Denver Parks and Recreation cut the ribbon on the three-block-long Arkins Promenade and its centerpiece, a winding 400-foot-long elevated walkway, complete with benches, a picnic table, porch swings, overlooks and a suspended net for kids to play in.
“It’s not an object for people to look at and say, ‘Wow, that is really cool.’ It’s a place for them to get off of the main path, rest, hang out and have a different experience,” said Michael Moore, founder of Tres Birds, the architectural firm that designed the walkway. “The intention was to give people a different perspective on the river and connect them with nature in a deeper way.”
In addition to the gangway, Arkins Promenade also includes a stage-like platform, public art from well-known Denver artist Pard Morrison, landscaping and seating. It’s part of a mile-long riverfront pedestrian corridor that will run between 29th and 38th streets, connecting Globeville Landing Park, the new RiNo ArtPark and several other new amenities.
The $5.5 million project was primarily funded with money from the Elevate Denver Bond, which voters approved in 2017, with the rest coming from the parks department.
Tracy Weil, the co-founder of the River North Art District, said at the ribbon cutting that when he moved to the area, the space where the promenade is now was a street, Arkins Court, that was used by 150 buses a day, coming and going from the former RTD parking lot nearby.
Weil, who lived and worked for 20 years on Arkins Court in a distinctive studio and house with a castle-like turret offering 360-degree views, was one of the first people to see the potential of closing off the street and connecting the burgeoning neighborhood with the river.
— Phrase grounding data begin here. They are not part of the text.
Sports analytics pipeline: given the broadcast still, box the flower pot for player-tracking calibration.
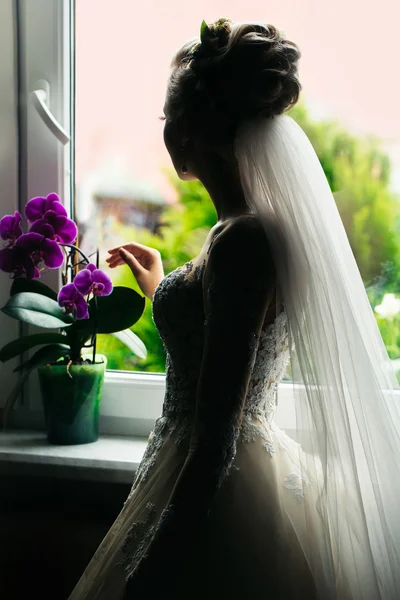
[38,354,107,445]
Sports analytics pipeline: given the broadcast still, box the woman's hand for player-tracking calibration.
[106,242,164,301]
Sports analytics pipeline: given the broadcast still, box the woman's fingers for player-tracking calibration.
[107,243,160,271]
[106,256,125,268]
[118,248,144,279]
[106,250,146,270]
[105,253,125,267]
[108,241,149,254]
[106,248,141,270]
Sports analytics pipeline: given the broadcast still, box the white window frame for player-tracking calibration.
[0,0,20,407]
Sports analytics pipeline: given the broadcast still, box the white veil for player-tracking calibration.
[235,115,400,599]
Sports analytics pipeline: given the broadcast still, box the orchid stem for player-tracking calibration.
[59,243,91,265]
[92,250,100,364]
[92,295,98,364]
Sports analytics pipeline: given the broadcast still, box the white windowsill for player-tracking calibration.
[0,431,148,484]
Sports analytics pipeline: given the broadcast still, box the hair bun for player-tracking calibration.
[168,20,302,138]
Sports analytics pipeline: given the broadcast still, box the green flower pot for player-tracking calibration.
[38,354,107,445]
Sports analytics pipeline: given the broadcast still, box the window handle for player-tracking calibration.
[31,79,70,145]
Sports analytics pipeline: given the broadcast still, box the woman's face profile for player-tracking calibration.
[163,114,196,181]
[163,115,180,172]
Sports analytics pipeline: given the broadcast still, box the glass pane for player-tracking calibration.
[75,2,400,378]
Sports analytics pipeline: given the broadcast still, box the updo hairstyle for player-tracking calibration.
[166,18,301,143]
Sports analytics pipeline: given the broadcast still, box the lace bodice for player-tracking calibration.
[152,261,290,427]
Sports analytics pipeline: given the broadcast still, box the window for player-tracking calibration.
[1,1,399,436]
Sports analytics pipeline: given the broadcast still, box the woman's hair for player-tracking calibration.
[166,19,301,142]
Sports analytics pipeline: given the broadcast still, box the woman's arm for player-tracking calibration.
[124,217,276,595]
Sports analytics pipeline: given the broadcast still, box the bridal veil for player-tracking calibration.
[235,115,400,599]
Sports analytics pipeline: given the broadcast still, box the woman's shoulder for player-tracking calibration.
[213,213,274,254]
[206,212,276,286]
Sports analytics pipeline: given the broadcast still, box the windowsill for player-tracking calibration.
[0,431,148,484]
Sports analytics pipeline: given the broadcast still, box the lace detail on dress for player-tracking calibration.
[240,414,276,456]
[130,417,167,488]
[152,263,205,421]
[244,311,291,423]
[122,502,156,578]
[284,473,311,504]
[238,311,292,459]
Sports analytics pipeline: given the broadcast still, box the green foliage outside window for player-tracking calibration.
[96,103,400,374]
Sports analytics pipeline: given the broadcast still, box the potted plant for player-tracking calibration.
[0,193,146,444]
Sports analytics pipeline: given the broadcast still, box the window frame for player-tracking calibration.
[0,0,20,408]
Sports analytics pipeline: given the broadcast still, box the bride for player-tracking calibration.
[69,19,400,599]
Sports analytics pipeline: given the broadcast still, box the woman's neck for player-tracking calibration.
[194,151,252,222]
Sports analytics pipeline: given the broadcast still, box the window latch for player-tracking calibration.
[31,79,70,145]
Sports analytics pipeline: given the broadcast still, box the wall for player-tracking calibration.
[0,474,130,599]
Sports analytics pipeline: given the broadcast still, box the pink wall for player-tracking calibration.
[76,0,400,193]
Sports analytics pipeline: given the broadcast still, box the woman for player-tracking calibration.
[69,19,400,599]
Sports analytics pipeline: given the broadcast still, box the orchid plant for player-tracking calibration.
[0,193,146,426]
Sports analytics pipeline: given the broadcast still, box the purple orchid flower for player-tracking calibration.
[0,246,39,279]
[29,211,77,244]
[58,283,89,320]
[0,211,23,244]
[25,192,67,223]
[16,232,64,269]
[0,230,64,279]
[74,263,113,297]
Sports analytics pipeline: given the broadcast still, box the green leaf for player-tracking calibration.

An artist and gardener who hosted a much-loved annual tomato seedling sale there, Weil later sold his property, which is now offices overlooking the Arkins Promenade.
It’s not the only building that overlooks the Promenade, however. Condominium and apartment complexes are being built in all directions behind the river, so while the elevated walkway offers views of nature geese and herons on one side, it’s all cranes on the other.
“When you are on the raised walkway, to the west is the river and wildlife corridor and old natural system. Then on the east is all new largescale construction. It is a moment of heavy and interesting juxtaposition,” said Moore of Tres Birds.
“I believe in density and in doing these larger residential buildings so we can keep our city corridor dense. But I also believe that what was already green should be left green,” he added.